Bank Owned Property Have You Ever Wondered
Bank owned property can be a treasure-trove for investors. The American mortgage industry is inundated with foreclosure’s, with no relief in site. With the rising cost of fuel spurring price hikes in just about everything you can think of, and the credit card companies doubling their minimum payments family’s that were teetering on the financial edge are now plummeting into ruin.
This is a very grave problem for the property owner as well as the mortgage lenders. The mortgage lender needs to redeem the cash tied-up in the real estate. The property owner has problems to their bill’s are piling up, they are starting to miss payments and hoping for a miracle before they hit rock bottom and lose it all.
Knowledge is definitely power! If the property makes sense for you, then you must act fast and make the purchase before other investors scoop it up. Buying a foreclosed property requires that you follow many steps. In most cases of foreclosure, the lender(usually a bank) has taken back ownership of the house.
If these home owners started thinking about saving what they can from this difficult situation, they would realize that if they could save their credit rating when their situation improves they will have in place a credit history that will get them a new mortgage loan.
That is how a foreclosure investor can become the white knight in this situation by showing the property owner how they can sell the property ( and put some money in their pocket to pay off some bill’s) before it is taken from them ruining their credit history and leaving them with nothing but debt.
This sober reality, along with a considerable number of properties in their portfolios, causes the banks and lenders to be very motivated to sell at a much more reasonable price. They want to sell off as many of their portfolio properties as possible to free up their capital, So they can then reinvest that capital, and get a return on their new investment. To make that happen, they must sell the foreclosed properties. This gives them motivation to sell the properties as quickly as possible.

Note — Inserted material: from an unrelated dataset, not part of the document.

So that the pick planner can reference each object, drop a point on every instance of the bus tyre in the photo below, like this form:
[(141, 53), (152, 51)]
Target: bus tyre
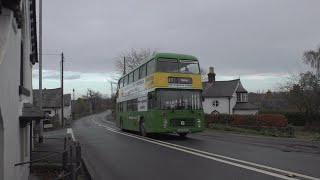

This motivation, combined with the principle of supply and demand, results in foreclosed properties being available to investors below their market value. The difference between what an investor sells a property for, minus acquisition cost and expense, is the investor’s profit. Investors can increase this profit in two ways. The first is to maximize what they sell the property for by making improvements. Since foreclosed properties are taken against the wishes of the homeowners, they will not be in pristine shape without some work before re-selling, as a traditionally marketed real estate is.
You need to be thorough and competent, you must keep a written file of all your research before buying a property, and carefully review all the information and make sure you have covered all the bases. A good way to back yourself up would be to have professional people to work with you by building yourself a network with a reliable handy man, a real estate agent with experience in purchasing bank owned property.